Scribble at 2020-12-05 18:53:18 Last modified: 2020-12-05 19:20:15

"Go to Travel" なんて奇妙な英語を、大半が東大を出ていてアメリカの行政官とも英語で交渉してる筈の人々が、どうして考え付いてしまうのだろう。それとも、官僚がもともとつけている名称はまともなのに、政治家が思い込みで、この方が(俺には)分かりやすいとか、この方が地元の田吾作には分かりやすかろうと、勝手に書き換えてしまうのだろうか。

日頃から英語を使っている人たちなら、この表現の違和感は幾つか指摘できると思うが、まず国民に向かって "Go to" などと命令形の名称で政策を立ち上げること自体が傲慢だ。はっきり言えば、観光業者が倒産しようとキャバクラや吉野家がなくなろうと、そんなことは国民それぞれに責任を問われるようなことではない。航空事業者の多くが立ち行かなくなっても、飛行機を使ってできる事業というものは輸送など他にたくさんある。輸送だけの事業では会社を存続できないというのであれば、もともと航空業界というものは事業体としてペイしない収益構造しかつくれない産業だったということだ。であれば、人類は航空機で移動しないという前提で文明を発展しなくてはいけないし、それで何の不満があるのか。
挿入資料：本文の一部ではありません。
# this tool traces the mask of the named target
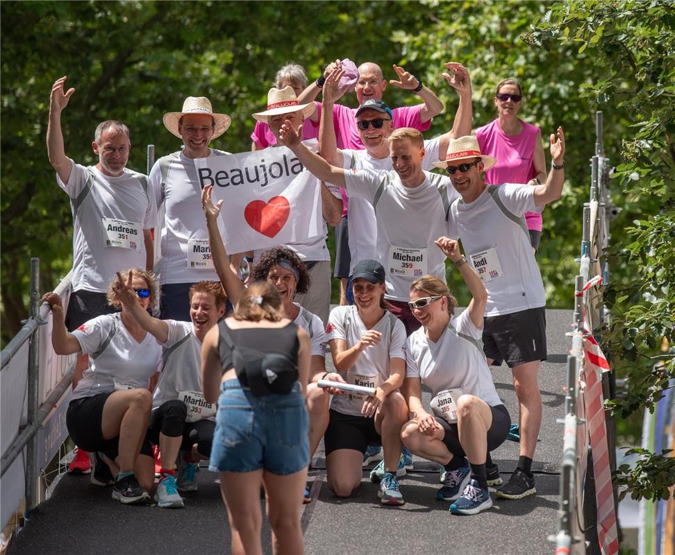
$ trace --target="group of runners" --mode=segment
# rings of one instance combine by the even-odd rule
[[[299,510],[322,438],[328,486],[340,497],[360,484],[365,463],[381,458],[370,475],[381,501],[403,504],[397,478],[411,454],[443,467],[437,497],[455,513],[492,506],[490,486],[508,499],[535,493],[538,375],[547,356],[535,253],[540,213],[562,191],[563,132],[550,136],[547,173],[540,132],[517,117],[522,89],[507,79],[496,89],[497,118],[472,135],[469,73],[457,62],[445,69],[458,108],[449,130],[425,140],[444,106],[403,68],[394,65],[388,81],[374,63],[336,60],[308,86],[301,67],[282,68],[266,110],[253,114],[253,149],[285,146],[317,178],[324,232],[240,253],[226,252],[222,201],[212,201],[211,186],[202,189],[195,167],[196,159],[227,155],[210,145],[229,116],[205,97],[165,114],[183,146],[149,176],[126,167],[128,128],[103,121],[92,143],[98,163],[84,166],[65,155],[61,132],[74,89],[56,80],[47,147],[71,199],[73,287],[65,311],[58,296],[44,300],[56,352],[78,355],[67,417],[74,471],[112,484],[122,503],[153,493],[160,506],[178,508],[181,492],[197,488],[199,461],[210,459],[233,552],[257,552],[261,485],[275,549],[301,550]],[[391,108],[382,99],[388,84],[422,103]],[[351,90],[358,108],[338,103]],[[311,138],[320,154],[303,142]],[[332,311],[326,223],[338,226],[342,300]],[[190,264],[195,245],[208,247],[212,266]],[[472,296],[460,314],[447,259]],[[335,372],[326,370],[328,351]],[[518,398],[520,453],[502,485],[490,454],[511,417],[490,365],[503,362]]]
産業とか仕事というものは、時代や環境が変われば通用しなくなったり陳腐化して消える場合もある。それは既にここでも書いたとおりだ。変化できないものは、市場から去る他にない。

次に "travel" という動詞には「(遠くへ)旅する」という意味合いが既にあるのだから(語源も "to make a journey" となっている)、"go to travel" などという表現は「旅することをしろ」と言っているように見える。ちょうど、NHK とかで「旅というものをするということというかたち」などと誇張して表現できる奇妙に遠回しの日本語と印象が近い。というか、この "to travel" を英語話者は不定詞だと理解するのかという疑問もある。"Go to Travel" とだけ聞けば「トラベル」というところへ行けと言われている(つまり "Travel" というホテルか何かの名称)ようにも思えるだろう。

そして、「(遠くへ)」と書いたとおり、"travelling" は "trip" などに比べて遠方への旅という意味があるのだから、列車で東京から長野へ行くていどのことで「トラベル」とは大袈裟に思える。